Sementara itu Panitia Gelar budaya Desa Ringinputih Indarwati mengungkapkan rangkaian acara digelar selama dua hari Sabtu-Minggu (27-28/04) yang bertujuan nguri-uri (melestarikan) kebudayaan.
Selain itu, lanjut Indar, kegiatan ini juga menjadi sarana pembelajaran dan transformasi kebudayaan ke masyarakat luas dalam upaya memperkenalkan potensi yang ada di Desa Ringinputih dan terserap ke generasi penerus sehingga terus lestari.
Kegiatan ada lomba tumpeng anak anak, sebagai media pembelajaran budaya nenek moyang tentang hakikat perjalanan hidup makhluk, kemudian penampilan kesenian tari anak anak yang di ikuti semua sekolah di wilayah Ringinputih dan lainnya. Ditampilkan juga kesenian tradisional Sabdotomo, karawitan, kesenian jathilan, kemudian Pada Sabtu malam dilakukan ziarah ke makam pendiri desa yakni Mbah Rewas dan Mbah Banyak yang dilanjut prosesi punjung doa di Sendang Pule.
Indar menambahkan, pada Minggunya, ada kirab dilanjut grebeg tumpeng dan tari kolosal, penampilan Kubrosiswo, topeng ireng dayakan. Pada malam harinya digelar ceremoni dan ditutup dengan penampilan kesenian jathilan.

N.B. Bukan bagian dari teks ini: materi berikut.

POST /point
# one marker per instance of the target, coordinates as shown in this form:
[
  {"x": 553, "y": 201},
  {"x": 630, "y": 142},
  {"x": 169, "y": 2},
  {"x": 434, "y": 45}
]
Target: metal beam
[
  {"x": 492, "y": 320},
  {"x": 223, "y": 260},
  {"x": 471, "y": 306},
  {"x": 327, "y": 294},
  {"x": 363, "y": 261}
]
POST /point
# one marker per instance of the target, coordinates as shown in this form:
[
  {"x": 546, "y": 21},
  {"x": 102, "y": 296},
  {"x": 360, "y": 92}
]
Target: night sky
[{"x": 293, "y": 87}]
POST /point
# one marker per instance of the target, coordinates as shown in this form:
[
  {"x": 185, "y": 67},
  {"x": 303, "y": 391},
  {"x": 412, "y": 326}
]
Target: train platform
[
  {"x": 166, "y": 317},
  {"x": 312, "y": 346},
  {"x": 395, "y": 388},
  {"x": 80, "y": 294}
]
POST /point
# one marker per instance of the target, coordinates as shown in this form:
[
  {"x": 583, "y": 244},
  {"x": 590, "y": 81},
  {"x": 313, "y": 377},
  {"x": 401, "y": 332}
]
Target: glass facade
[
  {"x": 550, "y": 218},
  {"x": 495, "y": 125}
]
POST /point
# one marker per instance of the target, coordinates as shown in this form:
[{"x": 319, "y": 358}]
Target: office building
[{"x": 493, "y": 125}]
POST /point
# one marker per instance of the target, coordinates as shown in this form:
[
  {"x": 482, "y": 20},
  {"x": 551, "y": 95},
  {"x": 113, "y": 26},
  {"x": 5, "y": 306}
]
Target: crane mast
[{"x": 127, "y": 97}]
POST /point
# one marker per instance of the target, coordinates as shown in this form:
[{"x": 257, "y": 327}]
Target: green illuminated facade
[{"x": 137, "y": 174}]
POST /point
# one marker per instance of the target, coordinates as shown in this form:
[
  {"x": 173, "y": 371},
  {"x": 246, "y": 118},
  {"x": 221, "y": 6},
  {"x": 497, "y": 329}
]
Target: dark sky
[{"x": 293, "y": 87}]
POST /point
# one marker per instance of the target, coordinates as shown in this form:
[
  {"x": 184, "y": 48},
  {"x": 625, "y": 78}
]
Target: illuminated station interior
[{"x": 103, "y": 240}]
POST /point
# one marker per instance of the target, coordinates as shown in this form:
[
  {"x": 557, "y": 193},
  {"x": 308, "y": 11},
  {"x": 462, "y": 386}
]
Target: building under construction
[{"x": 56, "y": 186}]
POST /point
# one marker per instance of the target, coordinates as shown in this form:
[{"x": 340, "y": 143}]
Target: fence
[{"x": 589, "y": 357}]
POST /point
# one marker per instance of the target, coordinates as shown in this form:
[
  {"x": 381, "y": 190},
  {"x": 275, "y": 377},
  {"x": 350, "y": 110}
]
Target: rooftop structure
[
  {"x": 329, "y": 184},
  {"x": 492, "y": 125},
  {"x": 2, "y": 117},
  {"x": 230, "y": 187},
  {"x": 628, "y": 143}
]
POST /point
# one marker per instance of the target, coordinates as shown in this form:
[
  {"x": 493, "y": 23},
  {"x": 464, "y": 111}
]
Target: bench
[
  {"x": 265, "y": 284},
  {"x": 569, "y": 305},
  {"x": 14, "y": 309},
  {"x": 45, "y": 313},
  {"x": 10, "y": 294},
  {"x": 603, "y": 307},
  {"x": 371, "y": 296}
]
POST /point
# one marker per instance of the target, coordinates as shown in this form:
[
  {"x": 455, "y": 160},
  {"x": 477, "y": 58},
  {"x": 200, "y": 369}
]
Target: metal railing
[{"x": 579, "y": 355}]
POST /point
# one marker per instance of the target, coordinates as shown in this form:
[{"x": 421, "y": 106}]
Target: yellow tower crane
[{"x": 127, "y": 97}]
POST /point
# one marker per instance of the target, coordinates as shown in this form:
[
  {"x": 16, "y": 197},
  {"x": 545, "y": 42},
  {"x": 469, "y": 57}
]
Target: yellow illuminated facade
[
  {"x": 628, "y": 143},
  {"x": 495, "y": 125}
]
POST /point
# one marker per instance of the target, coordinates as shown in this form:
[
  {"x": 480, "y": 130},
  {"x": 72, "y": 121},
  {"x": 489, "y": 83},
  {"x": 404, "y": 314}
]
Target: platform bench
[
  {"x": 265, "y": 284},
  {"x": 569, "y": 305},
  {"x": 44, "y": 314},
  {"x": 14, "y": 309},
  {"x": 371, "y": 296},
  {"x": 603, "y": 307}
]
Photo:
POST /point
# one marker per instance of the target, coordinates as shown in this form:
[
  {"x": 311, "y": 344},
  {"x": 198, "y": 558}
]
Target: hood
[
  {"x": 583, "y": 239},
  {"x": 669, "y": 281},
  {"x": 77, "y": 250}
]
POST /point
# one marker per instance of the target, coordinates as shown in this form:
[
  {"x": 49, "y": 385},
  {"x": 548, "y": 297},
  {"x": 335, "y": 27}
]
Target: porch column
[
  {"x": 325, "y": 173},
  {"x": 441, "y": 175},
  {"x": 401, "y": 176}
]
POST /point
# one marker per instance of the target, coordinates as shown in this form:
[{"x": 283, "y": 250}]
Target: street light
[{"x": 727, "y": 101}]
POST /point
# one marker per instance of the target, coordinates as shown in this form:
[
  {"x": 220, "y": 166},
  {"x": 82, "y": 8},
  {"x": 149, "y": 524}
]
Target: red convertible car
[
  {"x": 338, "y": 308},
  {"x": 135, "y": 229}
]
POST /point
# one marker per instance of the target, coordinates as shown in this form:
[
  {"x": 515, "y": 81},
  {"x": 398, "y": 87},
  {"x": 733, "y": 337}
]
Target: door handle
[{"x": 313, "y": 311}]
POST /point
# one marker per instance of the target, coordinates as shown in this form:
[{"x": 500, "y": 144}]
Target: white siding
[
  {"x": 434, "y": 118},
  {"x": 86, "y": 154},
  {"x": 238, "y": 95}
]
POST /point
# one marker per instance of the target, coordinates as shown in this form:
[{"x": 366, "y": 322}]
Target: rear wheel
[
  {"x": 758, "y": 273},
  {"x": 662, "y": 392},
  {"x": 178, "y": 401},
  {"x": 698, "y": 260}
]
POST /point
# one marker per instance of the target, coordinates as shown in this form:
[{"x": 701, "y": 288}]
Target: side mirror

Hal itu menurut itu, sebagai upaya memperkenalkan kekayaan potensi yang ada di Desa Ringinputih seperti konservasi air, food heritage, kesenian, dan aneka permainan tradisional anak.
“Empat point itu yang kita angkat kemudian kita kemas menjadi (gelar budaya) seperti ini,” jelas Indar.